Siegel thinks some of the initial challenges with implementing the breakthrough program may eventually work themselves out.

“Some of the challenges we are seeing are because the breakthrough designation is coming later in the process for some drugs because of a backlog. Hopefully, we can think creatively with newer products from an earlier point in development and how to keep manufacturing from being a rate-limiting step. Although, I don’t know we’ll have all of the answers, or that they will be the same for every product.”

And Vertex’ Leiden is hopeful that the breakthrough designation will go one step further, and encourage drug companies to invest in manufacturing upgrades. The breakthrough era is an opportunity to rethink “how we do manufacturing differently so it’s not quite as cumbersome, so it is easier to inspect,” he said. “While I do see it as a challenge, sometimes those challenges become opportunities to streamline the process.”

Woodcock agrees. “It may well be that breakthrough is an opportunity that will motivate folks to put the effort in” to upgrade manufacturing facilities, she said.

On manufacturing, FDA is meeting sponsors halfway: The agency has been working internally for five or six months to restart its “21st Century” manufacturing initiative. The previous 21st Century initiative, which ran from 2002-2004, revamped FDA’s review and inspection policies based on state-of-the-art pharmaceutical science and encouraged industry to adopt new technological advances.

Woodcock hopes to repeat that success. “Ten years ago, the companies that adopted it decreased a lot of waste, they did transfer and scale-up much more effectively without all the problems,” she said. “But there is another level we can get to” and “ways to do this that other industries have adopted,” Woodcock added. “What we do now is not really high-tech.”

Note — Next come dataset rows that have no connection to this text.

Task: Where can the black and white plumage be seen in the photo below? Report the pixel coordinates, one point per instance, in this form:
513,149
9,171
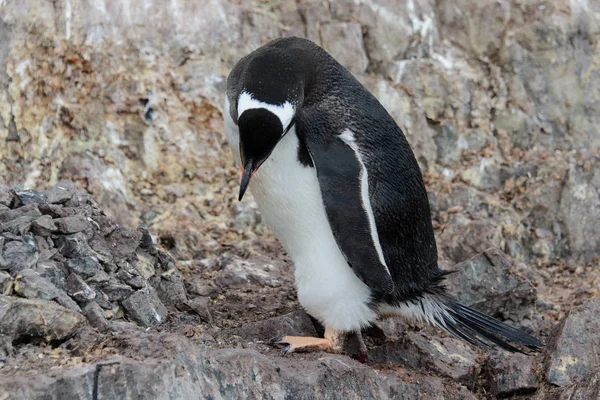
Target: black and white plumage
337,181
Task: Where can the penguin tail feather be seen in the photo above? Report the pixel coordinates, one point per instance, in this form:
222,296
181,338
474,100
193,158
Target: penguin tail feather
473,326
478,328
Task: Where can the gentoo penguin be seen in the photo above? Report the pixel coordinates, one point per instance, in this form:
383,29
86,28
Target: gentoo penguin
335,178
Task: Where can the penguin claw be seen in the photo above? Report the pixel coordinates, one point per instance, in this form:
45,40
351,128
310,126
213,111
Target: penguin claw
293,344
277,340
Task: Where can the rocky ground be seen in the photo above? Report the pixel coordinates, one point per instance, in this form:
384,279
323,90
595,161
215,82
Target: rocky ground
95,310
115,108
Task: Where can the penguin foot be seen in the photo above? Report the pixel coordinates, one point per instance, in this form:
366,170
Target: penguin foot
296,344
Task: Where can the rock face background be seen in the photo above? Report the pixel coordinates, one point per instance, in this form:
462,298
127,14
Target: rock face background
499,99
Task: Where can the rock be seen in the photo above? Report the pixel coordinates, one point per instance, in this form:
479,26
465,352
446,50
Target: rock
145,307
17,255
30,210
296,323
54,271
60,193
130,276
81,198
6,197
31,285
86,266
74,224
43,226
79,290
446,356
239,272
170,289
74,246
95,316
344,42
27,197
200,305
117,291
215,374
144,264
6,283
99,245
574,349
488,283
200,287
588,388
123,242
511,374
25,319
246,214
17,226
106,224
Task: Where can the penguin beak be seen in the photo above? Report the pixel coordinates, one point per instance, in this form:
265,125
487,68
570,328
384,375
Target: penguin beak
247,173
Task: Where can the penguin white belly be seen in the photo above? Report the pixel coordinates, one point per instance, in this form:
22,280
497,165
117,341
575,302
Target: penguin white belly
289,198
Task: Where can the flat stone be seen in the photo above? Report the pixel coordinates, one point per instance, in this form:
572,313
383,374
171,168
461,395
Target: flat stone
31,197
6,197
145,308
200,287
99,277
574,348
511,374
123,242
488,283
54,271
117,291
30,210
296,323
86,266
105,223
43,226
74,224
54,210
61,192
31,285
99,244
79,290
74,246
6,283
18,255
17,226
170,289
39,319
81,198
144,264
200,305
96,317
447,356
241,272
129,275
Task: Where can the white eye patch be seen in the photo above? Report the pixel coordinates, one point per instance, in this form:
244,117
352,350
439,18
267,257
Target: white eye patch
285,112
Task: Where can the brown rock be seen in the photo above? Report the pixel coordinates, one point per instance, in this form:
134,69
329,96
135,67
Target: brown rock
145,307
74,224
487,282
510,374
39,319
574,349
31,285
296,323
446,356
43,226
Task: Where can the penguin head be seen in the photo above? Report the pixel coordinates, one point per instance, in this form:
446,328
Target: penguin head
261,126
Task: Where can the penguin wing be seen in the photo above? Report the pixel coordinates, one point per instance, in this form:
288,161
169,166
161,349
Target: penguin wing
344,187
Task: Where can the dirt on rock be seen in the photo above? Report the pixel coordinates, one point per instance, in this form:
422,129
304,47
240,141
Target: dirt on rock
96,295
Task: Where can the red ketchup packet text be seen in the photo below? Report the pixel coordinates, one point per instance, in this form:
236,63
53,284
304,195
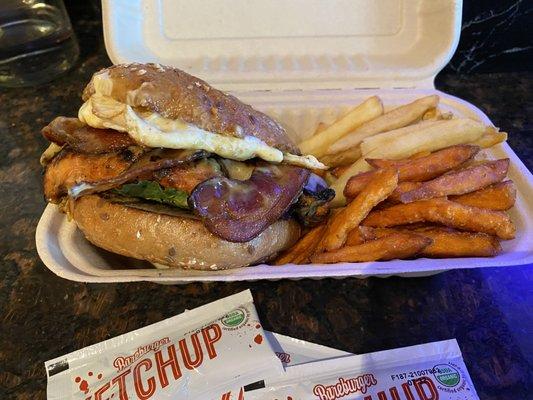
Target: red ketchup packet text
200,354
433,371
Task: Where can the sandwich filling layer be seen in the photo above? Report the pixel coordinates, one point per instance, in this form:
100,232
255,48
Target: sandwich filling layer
152,130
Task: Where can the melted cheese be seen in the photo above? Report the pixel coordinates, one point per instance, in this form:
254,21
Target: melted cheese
153,130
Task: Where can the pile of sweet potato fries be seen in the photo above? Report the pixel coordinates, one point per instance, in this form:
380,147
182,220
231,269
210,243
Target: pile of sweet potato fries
428,196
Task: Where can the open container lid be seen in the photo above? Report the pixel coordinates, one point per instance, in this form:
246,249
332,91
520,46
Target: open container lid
246,45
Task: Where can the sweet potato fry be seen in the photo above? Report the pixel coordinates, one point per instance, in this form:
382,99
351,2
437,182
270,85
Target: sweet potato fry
380,187
338,171
500,196
449,243
428,167
460,182
420,154
360,235
447,213
302,249
402,188
416,170
397,245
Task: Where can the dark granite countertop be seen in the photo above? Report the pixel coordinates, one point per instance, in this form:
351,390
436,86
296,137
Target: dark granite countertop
42,316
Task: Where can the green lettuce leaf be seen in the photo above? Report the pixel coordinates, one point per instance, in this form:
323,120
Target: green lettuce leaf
151,190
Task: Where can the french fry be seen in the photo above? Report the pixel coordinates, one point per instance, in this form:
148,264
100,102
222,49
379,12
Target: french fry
449,243
459,182
396,118
416,170
320,127
491,138
382,185
366,111
428,136
360,235
447,213
435,114
500,196
397,245
302,249
346,157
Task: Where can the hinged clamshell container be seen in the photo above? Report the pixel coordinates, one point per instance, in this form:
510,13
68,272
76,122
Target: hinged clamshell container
302,62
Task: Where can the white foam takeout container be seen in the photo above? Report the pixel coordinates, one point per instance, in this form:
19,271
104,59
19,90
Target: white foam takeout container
302,62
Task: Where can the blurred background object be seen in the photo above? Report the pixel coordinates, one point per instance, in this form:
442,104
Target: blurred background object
37,42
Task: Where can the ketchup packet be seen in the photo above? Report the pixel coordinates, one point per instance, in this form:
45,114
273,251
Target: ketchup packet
425,372
291,352
200,354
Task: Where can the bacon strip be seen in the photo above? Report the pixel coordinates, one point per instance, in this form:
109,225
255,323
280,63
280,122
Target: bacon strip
85,139
238,211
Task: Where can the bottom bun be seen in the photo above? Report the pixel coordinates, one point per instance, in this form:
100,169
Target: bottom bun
171,240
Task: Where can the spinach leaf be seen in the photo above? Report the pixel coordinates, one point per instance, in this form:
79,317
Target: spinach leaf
151,190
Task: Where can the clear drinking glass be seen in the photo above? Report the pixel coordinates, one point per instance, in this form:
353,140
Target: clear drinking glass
36,41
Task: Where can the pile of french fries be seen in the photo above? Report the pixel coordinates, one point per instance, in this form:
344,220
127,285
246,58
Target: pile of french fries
408,185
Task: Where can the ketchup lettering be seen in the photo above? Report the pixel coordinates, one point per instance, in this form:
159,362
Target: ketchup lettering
149,373
421,389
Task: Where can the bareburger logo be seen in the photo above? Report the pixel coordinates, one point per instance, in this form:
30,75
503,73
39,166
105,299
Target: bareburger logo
123,362
345,387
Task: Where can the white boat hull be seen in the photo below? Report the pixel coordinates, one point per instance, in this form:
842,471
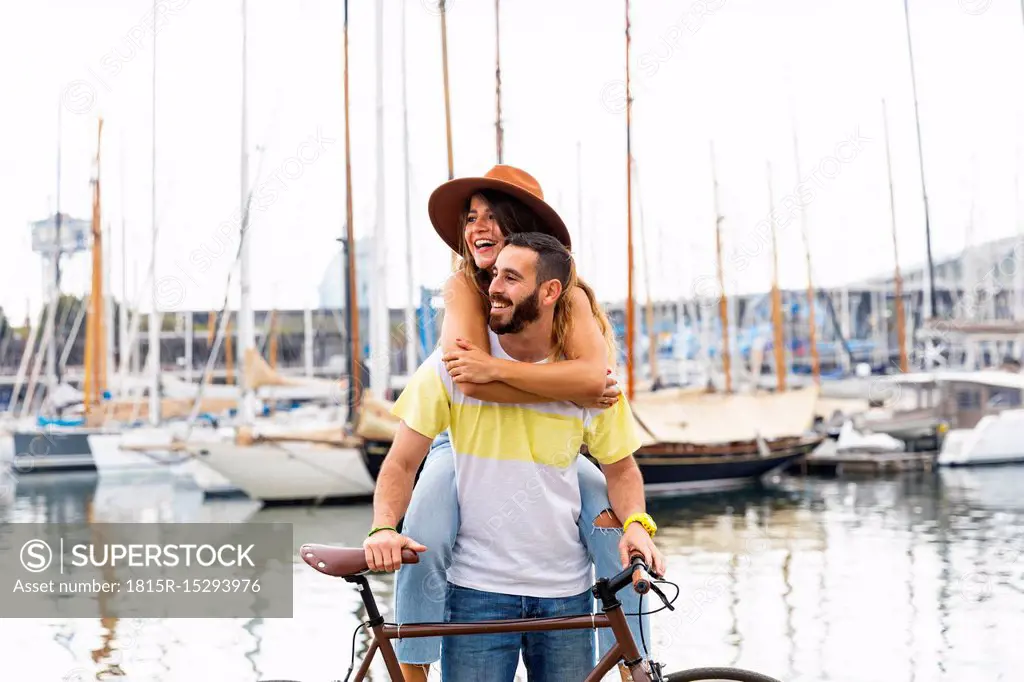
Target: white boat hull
113,461
290,471
995,439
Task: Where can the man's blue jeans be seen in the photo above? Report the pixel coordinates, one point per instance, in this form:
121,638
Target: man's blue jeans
432,519
563,655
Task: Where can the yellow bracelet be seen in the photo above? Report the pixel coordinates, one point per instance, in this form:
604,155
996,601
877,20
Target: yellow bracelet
643,519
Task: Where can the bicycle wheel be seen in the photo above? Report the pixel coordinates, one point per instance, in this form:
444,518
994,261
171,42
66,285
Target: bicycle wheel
710,674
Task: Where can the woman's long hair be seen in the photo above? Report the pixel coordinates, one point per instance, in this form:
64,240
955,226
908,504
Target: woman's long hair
513,217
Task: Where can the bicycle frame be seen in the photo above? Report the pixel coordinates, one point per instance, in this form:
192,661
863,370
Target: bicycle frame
625,648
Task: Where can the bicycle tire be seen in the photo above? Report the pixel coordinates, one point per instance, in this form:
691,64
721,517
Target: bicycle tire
709,674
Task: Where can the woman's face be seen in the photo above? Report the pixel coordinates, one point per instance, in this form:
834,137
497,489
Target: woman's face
482,236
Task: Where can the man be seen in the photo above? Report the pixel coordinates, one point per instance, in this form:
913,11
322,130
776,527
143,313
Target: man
518,552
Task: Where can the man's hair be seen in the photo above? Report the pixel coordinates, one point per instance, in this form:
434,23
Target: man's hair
553,259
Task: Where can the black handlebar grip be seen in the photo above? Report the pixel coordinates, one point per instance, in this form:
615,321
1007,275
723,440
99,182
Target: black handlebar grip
641,579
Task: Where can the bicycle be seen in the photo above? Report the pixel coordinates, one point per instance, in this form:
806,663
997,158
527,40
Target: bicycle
350,564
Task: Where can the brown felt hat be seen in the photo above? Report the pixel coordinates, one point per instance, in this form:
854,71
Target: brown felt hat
448,203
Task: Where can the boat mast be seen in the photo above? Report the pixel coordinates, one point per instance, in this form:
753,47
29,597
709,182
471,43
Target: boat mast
448,102
95,354
776,295
379,338
499,130
411,327
629,218
723,303
123,339
900,320
579,246
154,326
50,337
811,325
247,322
930,300
649,305
354,361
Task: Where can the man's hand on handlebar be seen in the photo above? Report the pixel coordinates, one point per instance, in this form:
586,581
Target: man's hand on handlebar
636,540
384,550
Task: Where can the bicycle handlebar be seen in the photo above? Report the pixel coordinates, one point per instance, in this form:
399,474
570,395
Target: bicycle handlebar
640,576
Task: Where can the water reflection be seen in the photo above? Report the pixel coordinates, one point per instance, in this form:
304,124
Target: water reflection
918,578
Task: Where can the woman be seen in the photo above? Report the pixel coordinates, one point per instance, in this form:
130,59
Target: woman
473,216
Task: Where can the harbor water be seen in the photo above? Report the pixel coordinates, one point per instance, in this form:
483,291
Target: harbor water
919,578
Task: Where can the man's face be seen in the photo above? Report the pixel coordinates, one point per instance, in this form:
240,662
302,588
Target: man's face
515,295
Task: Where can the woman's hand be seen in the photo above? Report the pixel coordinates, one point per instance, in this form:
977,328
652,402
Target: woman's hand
470,365
609,397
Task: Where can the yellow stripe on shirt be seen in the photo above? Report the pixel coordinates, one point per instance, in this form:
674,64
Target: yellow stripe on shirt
424,403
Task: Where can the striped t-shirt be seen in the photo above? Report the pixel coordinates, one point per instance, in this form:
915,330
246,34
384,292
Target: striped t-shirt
516,479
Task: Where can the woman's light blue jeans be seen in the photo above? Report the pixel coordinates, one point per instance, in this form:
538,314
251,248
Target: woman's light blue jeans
432,520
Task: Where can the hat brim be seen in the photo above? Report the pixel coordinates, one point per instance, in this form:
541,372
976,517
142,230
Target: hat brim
448,203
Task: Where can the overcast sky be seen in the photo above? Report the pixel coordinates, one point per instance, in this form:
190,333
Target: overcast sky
738,74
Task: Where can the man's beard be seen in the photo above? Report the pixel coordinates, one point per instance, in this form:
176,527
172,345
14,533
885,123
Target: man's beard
523,313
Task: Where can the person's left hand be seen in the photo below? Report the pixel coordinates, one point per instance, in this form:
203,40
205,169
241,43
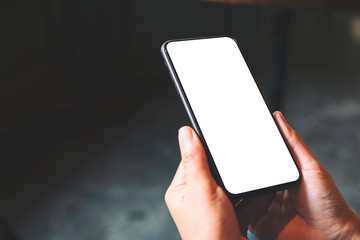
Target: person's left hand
199,207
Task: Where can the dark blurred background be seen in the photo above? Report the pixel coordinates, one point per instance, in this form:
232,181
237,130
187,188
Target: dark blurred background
89,116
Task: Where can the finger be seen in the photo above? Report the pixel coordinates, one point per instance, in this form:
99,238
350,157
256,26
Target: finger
193,157
177,185
298,148
179,178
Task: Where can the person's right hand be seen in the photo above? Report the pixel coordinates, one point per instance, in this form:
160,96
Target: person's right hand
313,210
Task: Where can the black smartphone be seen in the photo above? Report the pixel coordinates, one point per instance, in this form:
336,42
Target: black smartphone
245,149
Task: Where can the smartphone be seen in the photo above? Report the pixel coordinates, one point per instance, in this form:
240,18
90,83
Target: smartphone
246,151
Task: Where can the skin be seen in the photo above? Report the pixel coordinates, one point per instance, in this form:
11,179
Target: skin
313,210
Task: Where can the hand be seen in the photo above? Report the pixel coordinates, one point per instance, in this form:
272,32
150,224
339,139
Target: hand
313,210
199,207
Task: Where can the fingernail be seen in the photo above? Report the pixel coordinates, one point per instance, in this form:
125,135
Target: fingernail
185,134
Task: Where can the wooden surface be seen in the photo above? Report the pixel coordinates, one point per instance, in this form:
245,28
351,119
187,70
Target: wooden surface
352,5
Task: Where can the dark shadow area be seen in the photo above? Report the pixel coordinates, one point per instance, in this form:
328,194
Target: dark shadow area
89,116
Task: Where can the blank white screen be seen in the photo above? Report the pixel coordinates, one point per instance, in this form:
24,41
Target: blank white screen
238,128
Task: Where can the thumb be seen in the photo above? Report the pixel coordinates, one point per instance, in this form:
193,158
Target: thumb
193,157
302,154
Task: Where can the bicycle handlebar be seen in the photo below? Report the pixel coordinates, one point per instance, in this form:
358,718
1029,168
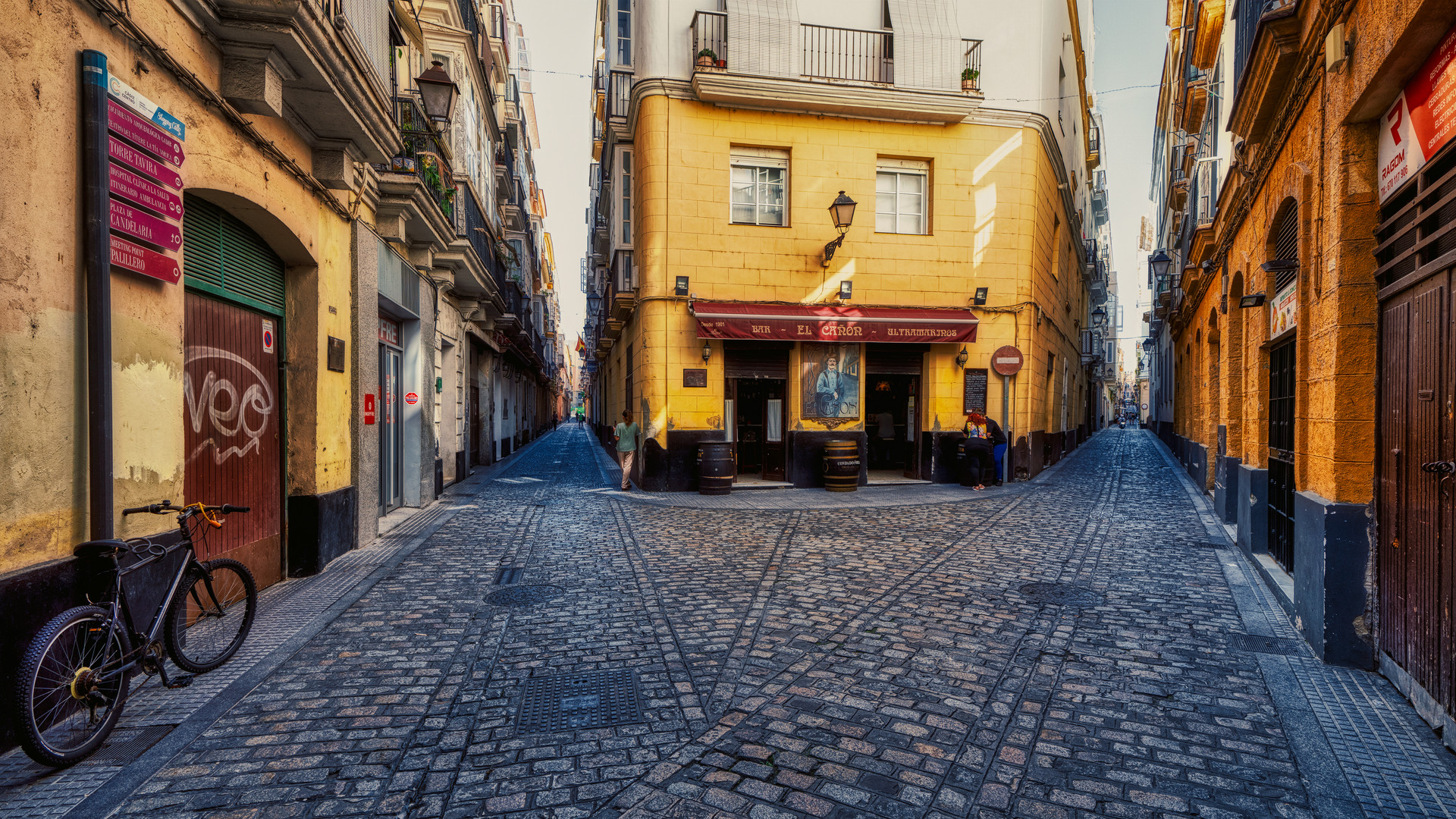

Overall, Woodcock is enthusiastic about the targeted, effective treatments she is seeing in the pipeline for undertreated diseases. And FDA is emphasizing its expedited pathways to reflect the way that science has changed.

“In the 1990s, we might have designated two products as breakthroughs,” she said. “We didn’t see these therapies in Phase I looking totally different, or Phase II trials where you said ‘bingo,’ you’ve got a likely winner.’”

If the breakthrough model works, “we will gradually develop a new pathway for development that is more efficient,” Woodcock said. “The hope and belief is that this probably reflects the investment in science that has been made over the past 40 years.”

Now FDA just needs the resources to implement it.